On retranche aussi l’s qui fait la silabe longue, & qui ne se prononce point, soit que cette s, se rencontre avec un e ouvert, ou avec quelque autre lettre, & on marque cet e ou cette autre lettre d’un circonflexe qui montre que la silabe est longue. On écrit Apôtre, jeûne, tempête, & non pas Apostre, jeusne, tempeste. Cette derniere façon d’ortographier est contestée. Neanmoins, parce qu’elle empêche qu’on ne se trompe à la prononciation, & qu’elle est autorisée par d’habiles gens, j’ai trouvé à propos de la suivre si ce n’est à l’égard de certains mots qui sont si nuds lorsqu’on en a oté quelque lettre qu’on ne les reconnoit pas.

A l’imitation de l’illustre Monsieur d’Ablancourt, Preface de Tucidide, Apophtegmes des Anciens, Marmol, &c. & de quelques Auteurs celébres, on change presque toujours l’y grec en i simple. On retranche la plu-part des lettres doubles & inutiles qui ne défigurent pas les mots, lorsqu’elles en sont retranchées. On écrit afaire, ataquer, ateindre, dificulté, & non pas affaire attaquer, difficulté, &c.

Chacun se conduira là dessus comme il le trouvera à propos. Je ne prétens prescrire de loix à personne. Je raporte seulement ce que j’ai vû pratiquer par d’habiles gens, & ce que j’ai appris de feu Monsieur d’Ablancourt l’un des plus excellens Esprits & des meilleurs Ecrivains de son siécle. Comme il me faisoit l’honneur de m’aimer avec tendresse, il m’a découvert une partie des misteres de nôtre Langue, & dans la créance où il étoit que j’avois profité des heureux momens de son entretien, il me confirma à sa mort son affection par l’ordre qu’il me donna de revoir ses derniers ouvrages. J’ai aussi tiré pour mon travail beaucoup de lumieres du judicieux Monsieur Patru qui sait à fonds ce que nôtre Langue a de plus fin, & de plus délicat, & qui dans l’éloquence du Barreau a trouvé une route nouvelle & pleine de charmes. Il m’a éclairci mes doutes avec une bonté singuliere, & c’est par ses avis que j’ai rendu mon travail plus suportable. Mais parce que dans un ouvrage lassant & long, l’esprit s’abat & s’endort quelquefois, il est presque impossible qu’il ne s’y soit glissé des fautes.

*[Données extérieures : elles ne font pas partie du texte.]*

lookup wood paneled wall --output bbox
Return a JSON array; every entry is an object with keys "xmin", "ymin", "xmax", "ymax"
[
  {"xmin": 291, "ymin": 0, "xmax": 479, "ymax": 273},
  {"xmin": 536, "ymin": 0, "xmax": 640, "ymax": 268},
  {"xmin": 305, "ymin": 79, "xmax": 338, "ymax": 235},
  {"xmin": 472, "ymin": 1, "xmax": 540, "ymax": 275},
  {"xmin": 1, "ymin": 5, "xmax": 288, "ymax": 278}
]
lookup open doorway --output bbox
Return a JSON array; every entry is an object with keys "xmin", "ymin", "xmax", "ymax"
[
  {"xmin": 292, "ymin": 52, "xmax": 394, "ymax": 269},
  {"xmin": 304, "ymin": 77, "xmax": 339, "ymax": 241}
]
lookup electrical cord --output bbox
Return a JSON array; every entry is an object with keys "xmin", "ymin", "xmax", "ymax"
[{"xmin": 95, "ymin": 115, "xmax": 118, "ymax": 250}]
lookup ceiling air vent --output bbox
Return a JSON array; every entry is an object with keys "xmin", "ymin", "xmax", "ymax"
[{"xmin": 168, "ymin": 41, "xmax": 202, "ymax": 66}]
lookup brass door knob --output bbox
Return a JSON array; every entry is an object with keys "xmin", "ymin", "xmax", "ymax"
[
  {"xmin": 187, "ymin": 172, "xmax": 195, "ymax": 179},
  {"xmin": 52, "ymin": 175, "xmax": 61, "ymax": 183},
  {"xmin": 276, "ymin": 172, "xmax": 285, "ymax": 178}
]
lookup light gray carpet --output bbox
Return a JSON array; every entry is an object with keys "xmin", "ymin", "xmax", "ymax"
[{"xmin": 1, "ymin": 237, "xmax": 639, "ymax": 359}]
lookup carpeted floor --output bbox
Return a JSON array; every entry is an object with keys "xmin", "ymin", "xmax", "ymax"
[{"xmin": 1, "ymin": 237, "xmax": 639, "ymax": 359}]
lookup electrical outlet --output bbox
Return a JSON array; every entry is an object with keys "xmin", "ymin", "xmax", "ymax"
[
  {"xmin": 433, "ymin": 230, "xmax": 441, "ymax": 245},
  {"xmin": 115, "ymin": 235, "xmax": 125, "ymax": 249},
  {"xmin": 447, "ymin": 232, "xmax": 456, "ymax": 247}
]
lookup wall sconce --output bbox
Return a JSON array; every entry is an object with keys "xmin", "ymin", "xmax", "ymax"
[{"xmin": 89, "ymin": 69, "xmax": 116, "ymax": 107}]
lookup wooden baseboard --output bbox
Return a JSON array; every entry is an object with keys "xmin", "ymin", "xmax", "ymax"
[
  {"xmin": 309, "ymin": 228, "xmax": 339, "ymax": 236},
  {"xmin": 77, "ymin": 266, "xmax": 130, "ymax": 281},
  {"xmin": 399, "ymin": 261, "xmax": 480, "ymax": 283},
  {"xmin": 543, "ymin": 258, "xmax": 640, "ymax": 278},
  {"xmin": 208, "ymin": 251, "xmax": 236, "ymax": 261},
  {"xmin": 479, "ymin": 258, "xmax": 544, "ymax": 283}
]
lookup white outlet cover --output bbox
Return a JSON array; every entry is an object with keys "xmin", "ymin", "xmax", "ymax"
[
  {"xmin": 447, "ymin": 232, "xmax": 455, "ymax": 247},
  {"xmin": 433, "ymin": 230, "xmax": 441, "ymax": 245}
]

Un homme seul ne sauroit tout voir. Un Dictionnaire est l’Ouvrage de tout le Monde. Il ne se peut mêmes faire que peu à peu, & qu’avec bien du tems. Des personnes illustres dans les lettres travaillent depuis prés de 43 ans à un Ouvrage de cette nature, & toutefois ils n’en sont pas encore venus à bout. En attendant que leur travail paroisse, & vienne heureusement remplir les voeux du public, on met en lumiere ce Dictionnaire qui est une espece d’aventurier qu’on rendra plus digne de voir le jour si les honnêtes gens qui sont éclairez nous font la grace de marquer les choses en quoi on leur aura pû éplaire. On corrigera, on retranchera, on ajoûtera ce qu’ils trouveront à propos. Le public leur sera obligé, & on les remerciera des bontés qu’ils auront euës.

Au reste, si dans le corps du Dictionnaire, il se rencontre quelque chose dont on ne soit pas satisfait, on n’aura qu’à consulter les Remarques qui sont à la fin de chaque partie de l’Ouvrage. On y trouvera peut être ce qu’on cherche. J’y ay ajoûté quelques mots qu’on ne pouvoit raisonnablement oublier, & j’ai retouché quelques endroits qui ne m’ont pas semblé assez exacts, ni assez étendus. Trop heureux si la peine qu’on a prise peut être utile & agreable aux honnêtes gens.